Seit Jahrzehnten verschärfen die Industriestaaten des Globalen Nordens ihre Migrationskontrollen, die in zunehmend ausdifferenzierenden Sicherheitsgesetzen, der vermehrten Errichtung von Zäunen und Mauern sowie der steigenden Produktion von im Transit lebenden Menschen und unzählbaren Todesfällen münden. Obgleich es ein offenes Geheimnis ist, dass es den Staaten so dennoch nicht gelingt, die subalterne Mobilität zu stoppen, wird aus Souveränitätsgründen nicht von dieser Praxis abgerückt und so Menschen weiterhin in die Illegalität gedrängt. Die Entwicklung und Aufrechterhaltung von Visaregimen, Abschiebegefängnissen und biometrischen Kontrollen dient daher lediglich der Konservierung der staatlich gelebten Illusion menschliche Mobilität kontrollieren zu können.

Und seit ebenso vielen Jahrzehnten leisten linke, antirassistische und migrantische Bewegungen Widerstand gegen diese Illusion. Parolen wie „No Border! No Nation!
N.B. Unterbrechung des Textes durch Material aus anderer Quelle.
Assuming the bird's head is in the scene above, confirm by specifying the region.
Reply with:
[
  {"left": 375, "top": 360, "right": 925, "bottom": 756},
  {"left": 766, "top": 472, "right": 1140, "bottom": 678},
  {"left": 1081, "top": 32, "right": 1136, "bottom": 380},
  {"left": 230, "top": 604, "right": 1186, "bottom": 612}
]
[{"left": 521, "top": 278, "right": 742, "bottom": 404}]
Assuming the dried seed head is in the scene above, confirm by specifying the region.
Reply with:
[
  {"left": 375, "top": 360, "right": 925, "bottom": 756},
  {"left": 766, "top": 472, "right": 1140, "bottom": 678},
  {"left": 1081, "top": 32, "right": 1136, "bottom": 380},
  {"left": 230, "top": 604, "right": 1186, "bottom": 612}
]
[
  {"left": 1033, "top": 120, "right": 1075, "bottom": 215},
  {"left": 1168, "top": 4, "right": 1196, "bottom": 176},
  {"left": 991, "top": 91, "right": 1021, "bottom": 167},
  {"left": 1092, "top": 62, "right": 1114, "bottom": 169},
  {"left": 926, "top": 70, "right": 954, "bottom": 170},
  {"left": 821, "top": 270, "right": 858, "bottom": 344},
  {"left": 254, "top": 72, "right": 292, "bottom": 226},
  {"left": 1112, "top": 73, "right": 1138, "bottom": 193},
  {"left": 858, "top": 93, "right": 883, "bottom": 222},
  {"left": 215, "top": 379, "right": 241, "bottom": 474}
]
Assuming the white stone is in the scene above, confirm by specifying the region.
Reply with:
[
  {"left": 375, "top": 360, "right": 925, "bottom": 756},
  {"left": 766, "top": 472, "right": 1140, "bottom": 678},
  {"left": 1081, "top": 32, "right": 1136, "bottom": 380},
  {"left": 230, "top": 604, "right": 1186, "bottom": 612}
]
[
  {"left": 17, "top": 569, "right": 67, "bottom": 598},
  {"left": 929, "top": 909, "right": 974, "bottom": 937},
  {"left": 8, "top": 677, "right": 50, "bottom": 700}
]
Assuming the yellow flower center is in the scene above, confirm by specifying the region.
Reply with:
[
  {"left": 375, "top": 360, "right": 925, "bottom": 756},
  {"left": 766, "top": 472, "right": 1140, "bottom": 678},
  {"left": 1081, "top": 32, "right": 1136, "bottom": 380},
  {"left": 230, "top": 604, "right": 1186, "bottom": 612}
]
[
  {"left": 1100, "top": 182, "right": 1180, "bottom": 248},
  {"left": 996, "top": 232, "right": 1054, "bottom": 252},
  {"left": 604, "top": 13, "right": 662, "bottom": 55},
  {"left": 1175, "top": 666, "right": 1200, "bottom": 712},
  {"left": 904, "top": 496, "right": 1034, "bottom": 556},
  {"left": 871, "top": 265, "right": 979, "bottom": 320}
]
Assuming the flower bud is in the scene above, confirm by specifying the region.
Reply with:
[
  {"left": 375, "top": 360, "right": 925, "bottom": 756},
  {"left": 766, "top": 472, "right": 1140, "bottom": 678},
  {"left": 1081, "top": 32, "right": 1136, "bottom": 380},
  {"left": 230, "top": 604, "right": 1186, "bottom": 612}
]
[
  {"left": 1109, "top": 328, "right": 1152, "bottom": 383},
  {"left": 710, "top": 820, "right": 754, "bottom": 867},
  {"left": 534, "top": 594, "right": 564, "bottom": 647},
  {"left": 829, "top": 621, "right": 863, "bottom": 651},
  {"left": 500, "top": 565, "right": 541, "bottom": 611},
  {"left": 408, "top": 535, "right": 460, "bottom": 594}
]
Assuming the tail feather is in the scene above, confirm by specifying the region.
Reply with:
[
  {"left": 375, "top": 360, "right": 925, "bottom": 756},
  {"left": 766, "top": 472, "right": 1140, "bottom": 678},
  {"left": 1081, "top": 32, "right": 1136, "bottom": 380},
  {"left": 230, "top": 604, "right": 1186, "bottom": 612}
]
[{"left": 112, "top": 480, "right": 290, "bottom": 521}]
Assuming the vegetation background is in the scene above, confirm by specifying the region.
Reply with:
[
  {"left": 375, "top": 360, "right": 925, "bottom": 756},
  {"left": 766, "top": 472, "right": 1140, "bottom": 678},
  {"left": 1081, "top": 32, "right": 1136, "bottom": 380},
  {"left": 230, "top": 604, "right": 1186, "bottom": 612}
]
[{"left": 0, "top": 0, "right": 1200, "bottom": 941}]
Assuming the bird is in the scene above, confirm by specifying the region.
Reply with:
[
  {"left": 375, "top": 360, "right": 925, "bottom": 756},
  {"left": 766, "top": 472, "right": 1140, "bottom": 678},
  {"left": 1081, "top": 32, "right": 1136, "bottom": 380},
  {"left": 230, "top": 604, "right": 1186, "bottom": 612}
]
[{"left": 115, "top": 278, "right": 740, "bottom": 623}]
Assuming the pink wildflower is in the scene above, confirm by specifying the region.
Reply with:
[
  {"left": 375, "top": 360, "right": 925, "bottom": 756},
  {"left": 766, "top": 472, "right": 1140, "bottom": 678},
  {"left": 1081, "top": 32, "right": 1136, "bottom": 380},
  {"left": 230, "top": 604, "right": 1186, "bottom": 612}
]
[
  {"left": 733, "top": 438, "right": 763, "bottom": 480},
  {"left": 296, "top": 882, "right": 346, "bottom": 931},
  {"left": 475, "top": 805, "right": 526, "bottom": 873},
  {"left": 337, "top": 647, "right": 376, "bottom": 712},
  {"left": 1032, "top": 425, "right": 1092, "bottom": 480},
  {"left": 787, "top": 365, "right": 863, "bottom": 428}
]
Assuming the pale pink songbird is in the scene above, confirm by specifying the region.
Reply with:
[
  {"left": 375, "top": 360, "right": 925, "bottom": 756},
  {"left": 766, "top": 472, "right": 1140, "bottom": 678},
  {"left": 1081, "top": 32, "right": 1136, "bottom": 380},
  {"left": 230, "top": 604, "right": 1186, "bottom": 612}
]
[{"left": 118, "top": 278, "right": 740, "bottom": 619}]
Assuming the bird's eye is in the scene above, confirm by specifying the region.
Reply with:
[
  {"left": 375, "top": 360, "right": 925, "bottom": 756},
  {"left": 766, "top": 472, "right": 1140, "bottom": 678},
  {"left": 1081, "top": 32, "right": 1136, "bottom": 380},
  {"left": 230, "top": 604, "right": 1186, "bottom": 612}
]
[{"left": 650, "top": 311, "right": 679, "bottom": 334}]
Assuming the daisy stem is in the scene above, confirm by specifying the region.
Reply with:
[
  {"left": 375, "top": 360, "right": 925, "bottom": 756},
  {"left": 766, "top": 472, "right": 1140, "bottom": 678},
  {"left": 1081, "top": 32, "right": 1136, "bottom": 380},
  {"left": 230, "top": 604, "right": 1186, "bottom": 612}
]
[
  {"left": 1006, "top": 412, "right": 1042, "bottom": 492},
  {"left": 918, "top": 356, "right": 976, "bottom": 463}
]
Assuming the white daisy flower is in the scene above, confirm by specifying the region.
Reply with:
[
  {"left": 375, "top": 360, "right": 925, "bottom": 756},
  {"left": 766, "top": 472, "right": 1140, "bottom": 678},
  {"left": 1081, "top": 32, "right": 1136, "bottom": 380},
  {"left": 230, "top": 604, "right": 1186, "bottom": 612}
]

Stop Deportation!“, „Grenzen auf für alle Menschen“ oder „Nevermind the papers“ fordern die Abschaffung aller nationalstaatlichen Schranken und treten für das Recht auf globale Bewegungsfreiheit ein. Was genau damit aber gemeint ist, bleibt oftmals schemenhaft. Vielen Aktivist*innen ist wohl selbst unklar, ob ihre Forderung eher realpolitisch verstanden werden soll oder lediglich einem utopischen Wunsch ähnelt, der erst durch das Einsetzen einer globalen Systemtransformation in die Sphäre das praktisch Machbaren rücken würde. Wie soll etwa globale Bewegungsfreiheit möglich sein, ohne dabei gleichzeitig einem allumfassenden Zwang zur ständigen Flexibilität und Mobilität Tür und Tor zu öffnen, dem wir alle in der kapitalistischen Wirtschaftsweise, und in Zeiten verbreiteter Austeritätspolitik und Refeudalisierung, auf nationalstaatlicher Ebene sowieso bereits ausgesetzt sind?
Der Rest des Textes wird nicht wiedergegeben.